La réponse à cette problématique du dépassement en ski de rando n’est pas simple.
N’étant pas une fusée, cela m’est arrivé plusieurs fois de tester les deux méthodes, avec des résultats variés.
Quelques exemples vécus :
Des sympas : je m’écarte, un grand merci avec sourire ! Une autre fois : merci, fallait pas !"
Ou je reste dans la trace n’ayant pas vu, j’entends « ne bougez pas, je vous double » ou quelque chose comme ça…
D’autres moins sympa :
Il fait chaud, je ne force pas pour ne pas me prendre un coup de chaleur, mais j’avance quand même à un bon rythme. Normal c’était assez plat, un long épaulement arrivant au sommet.
Un rapide arrive, je m’écarte de la trace, pas un merci… pas grave il est la tête dans le guidon, je me remets dans la trace… horreur : je botte !

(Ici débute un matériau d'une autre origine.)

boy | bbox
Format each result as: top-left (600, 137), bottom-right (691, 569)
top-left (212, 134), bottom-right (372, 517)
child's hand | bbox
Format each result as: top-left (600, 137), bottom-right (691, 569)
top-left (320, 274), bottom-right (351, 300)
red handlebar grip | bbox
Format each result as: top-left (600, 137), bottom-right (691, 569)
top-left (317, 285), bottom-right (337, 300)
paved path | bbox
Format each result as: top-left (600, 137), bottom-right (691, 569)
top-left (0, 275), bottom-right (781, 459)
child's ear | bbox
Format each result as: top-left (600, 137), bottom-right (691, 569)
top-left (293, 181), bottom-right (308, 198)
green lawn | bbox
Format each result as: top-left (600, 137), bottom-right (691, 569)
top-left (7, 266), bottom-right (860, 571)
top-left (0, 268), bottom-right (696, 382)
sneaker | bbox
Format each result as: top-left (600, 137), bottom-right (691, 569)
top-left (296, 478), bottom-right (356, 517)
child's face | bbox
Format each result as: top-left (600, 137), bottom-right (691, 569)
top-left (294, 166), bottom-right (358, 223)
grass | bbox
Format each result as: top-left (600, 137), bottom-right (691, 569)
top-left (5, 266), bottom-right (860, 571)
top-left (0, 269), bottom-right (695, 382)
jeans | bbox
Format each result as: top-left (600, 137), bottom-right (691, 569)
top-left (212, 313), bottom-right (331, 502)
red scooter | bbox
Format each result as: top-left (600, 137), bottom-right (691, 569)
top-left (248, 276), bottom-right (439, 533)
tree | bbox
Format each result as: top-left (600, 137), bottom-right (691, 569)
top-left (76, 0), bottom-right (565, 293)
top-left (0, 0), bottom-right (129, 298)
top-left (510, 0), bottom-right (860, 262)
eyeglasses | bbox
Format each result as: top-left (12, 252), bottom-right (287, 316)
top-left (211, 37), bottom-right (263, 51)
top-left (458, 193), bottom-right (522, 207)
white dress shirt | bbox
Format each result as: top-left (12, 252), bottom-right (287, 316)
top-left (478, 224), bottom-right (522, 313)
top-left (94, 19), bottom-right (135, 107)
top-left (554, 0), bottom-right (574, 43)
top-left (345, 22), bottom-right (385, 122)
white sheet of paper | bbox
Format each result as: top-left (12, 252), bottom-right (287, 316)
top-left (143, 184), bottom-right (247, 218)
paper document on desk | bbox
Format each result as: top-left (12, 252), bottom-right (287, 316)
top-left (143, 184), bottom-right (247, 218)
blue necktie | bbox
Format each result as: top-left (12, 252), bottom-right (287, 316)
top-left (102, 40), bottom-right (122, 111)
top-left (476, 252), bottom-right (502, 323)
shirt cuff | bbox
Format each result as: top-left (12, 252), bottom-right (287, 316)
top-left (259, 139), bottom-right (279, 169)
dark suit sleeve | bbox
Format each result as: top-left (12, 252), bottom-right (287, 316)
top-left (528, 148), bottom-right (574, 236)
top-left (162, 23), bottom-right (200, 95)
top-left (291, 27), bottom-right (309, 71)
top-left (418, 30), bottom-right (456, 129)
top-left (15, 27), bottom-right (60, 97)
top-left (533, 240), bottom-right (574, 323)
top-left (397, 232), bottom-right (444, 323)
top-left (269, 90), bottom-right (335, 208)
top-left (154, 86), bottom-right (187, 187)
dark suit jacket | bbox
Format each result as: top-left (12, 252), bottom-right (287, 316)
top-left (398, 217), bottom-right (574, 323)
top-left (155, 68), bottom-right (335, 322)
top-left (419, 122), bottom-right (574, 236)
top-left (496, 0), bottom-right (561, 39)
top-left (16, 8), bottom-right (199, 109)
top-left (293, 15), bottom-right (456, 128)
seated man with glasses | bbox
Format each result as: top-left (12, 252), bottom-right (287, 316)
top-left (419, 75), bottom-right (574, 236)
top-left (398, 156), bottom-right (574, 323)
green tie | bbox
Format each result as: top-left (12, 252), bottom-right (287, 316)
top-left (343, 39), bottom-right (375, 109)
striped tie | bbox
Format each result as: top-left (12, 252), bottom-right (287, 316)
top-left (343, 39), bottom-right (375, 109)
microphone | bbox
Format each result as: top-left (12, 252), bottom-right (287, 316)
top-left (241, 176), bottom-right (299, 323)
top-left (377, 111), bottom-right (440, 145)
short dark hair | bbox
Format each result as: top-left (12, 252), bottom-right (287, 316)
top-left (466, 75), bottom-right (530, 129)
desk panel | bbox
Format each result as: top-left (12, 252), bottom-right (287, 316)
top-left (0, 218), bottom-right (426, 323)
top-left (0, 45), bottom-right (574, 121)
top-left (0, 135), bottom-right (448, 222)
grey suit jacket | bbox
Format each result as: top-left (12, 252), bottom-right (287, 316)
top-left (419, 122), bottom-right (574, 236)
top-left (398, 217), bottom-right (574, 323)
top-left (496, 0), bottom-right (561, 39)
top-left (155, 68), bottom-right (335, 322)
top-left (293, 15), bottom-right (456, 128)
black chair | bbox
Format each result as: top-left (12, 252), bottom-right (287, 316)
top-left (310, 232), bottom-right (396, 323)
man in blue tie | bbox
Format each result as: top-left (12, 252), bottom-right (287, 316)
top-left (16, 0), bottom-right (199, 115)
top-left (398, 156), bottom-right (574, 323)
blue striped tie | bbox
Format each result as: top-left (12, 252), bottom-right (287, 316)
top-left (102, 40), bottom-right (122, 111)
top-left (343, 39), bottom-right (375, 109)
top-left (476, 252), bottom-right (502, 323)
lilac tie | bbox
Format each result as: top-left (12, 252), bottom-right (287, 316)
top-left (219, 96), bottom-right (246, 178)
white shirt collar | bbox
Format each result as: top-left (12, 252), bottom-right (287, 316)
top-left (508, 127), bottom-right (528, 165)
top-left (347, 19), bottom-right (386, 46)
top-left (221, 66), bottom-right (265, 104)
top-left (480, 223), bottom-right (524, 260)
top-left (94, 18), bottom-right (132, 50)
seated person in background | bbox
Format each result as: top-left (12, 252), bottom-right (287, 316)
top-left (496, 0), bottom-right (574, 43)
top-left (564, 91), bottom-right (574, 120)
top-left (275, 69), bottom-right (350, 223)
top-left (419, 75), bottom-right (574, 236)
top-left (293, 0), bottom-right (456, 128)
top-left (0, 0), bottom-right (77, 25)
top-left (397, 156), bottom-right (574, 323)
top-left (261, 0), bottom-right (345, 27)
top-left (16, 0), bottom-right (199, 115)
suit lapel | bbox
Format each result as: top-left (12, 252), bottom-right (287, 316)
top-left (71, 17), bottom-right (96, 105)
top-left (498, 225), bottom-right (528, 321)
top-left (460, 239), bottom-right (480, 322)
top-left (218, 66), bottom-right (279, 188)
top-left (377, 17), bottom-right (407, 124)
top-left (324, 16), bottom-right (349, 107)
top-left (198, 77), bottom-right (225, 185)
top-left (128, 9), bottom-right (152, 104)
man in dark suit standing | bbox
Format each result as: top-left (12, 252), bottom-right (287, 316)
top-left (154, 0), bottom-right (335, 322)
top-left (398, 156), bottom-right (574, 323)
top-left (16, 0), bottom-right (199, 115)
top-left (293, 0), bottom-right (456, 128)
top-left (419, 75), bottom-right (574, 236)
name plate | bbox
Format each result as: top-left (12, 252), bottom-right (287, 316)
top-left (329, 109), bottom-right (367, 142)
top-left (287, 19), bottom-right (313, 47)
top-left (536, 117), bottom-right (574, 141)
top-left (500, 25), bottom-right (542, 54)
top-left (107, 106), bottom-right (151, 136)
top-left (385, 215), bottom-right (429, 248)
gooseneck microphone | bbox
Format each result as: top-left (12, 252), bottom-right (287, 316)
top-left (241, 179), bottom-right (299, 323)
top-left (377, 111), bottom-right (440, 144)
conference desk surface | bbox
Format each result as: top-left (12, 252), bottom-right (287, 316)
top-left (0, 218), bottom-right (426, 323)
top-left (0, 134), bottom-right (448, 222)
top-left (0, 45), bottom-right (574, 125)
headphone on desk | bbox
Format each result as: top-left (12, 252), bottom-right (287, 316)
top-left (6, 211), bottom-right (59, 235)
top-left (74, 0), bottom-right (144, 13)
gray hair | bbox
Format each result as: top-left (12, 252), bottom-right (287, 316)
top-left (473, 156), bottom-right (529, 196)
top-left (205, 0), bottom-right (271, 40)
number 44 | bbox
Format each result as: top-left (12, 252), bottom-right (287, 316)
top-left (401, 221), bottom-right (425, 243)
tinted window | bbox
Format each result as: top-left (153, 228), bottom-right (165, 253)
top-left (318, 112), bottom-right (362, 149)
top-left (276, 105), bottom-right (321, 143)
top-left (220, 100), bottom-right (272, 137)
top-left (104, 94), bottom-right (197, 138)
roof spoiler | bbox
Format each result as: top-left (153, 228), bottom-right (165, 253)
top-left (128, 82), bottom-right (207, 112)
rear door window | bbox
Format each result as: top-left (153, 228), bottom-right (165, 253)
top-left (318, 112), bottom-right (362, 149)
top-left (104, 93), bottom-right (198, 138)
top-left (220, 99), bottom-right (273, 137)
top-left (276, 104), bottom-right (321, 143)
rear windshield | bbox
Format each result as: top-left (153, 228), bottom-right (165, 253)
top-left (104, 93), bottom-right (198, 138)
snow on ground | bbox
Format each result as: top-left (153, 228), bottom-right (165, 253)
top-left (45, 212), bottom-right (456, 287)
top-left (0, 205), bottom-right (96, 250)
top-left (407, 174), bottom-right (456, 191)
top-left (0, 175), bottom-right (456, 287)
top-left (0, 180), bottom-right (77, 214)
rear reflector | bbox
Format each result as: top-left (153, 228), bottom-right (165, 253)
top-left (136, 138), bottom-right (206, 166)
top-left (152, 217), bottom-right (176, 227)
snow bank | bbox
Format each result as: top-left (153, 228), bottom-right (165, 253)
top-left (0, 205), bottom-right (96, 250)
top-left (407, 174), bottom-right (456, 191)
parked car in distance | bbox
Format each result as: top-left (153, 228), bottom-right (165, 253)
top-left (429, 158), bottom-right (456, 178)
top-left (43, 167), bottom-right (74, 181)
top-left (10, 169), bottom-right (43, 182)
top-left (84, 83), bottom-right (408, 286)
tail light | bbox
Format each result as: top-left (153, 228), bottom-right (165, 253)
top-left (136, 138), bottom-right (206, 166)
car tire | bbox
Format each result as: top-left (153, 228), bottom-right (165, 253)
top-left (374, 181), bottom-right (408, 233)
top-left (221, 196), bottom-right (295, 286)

Du coup j’avance moins vite, le temps que le sabot me lâche, et le copain du mec arrive et me tape l’arrière de mes skis avec les siens. (Je ne l’avais pas entendu arriver). Je n’avais pas envie de rebotter, je lui ai proposé de me doubler sur le côté en le prévenant que ça bottait. Il a grogné mais s’est calmé 
Ça m’est arrivé dans ma folle jeunesse insouciante de vouloir doubler un groupe de mecs qui n’allaient pas très vite, en traçant à côté. Ça ne leur a pas plu, ils ont accéléré comme des dingues, donc je suis retournée derrière. J’étais avec un copain très en forme, il était derrière moi. Il m’a dit : « attends, on va leur donner une bonne leçon ».
Il les a doublés, moi le suivant dans sa trace, les mecs ont accéléré et se sont explosé la rate ! Ils ont fini par nous laisser passer. On les a vus faire une pause un peu plus loin 
Et nous aussi on s’était explosé la rate, on s’est cachés pour récupérer 
On s’est tous retrouvés au refuge. On a bien rigolé.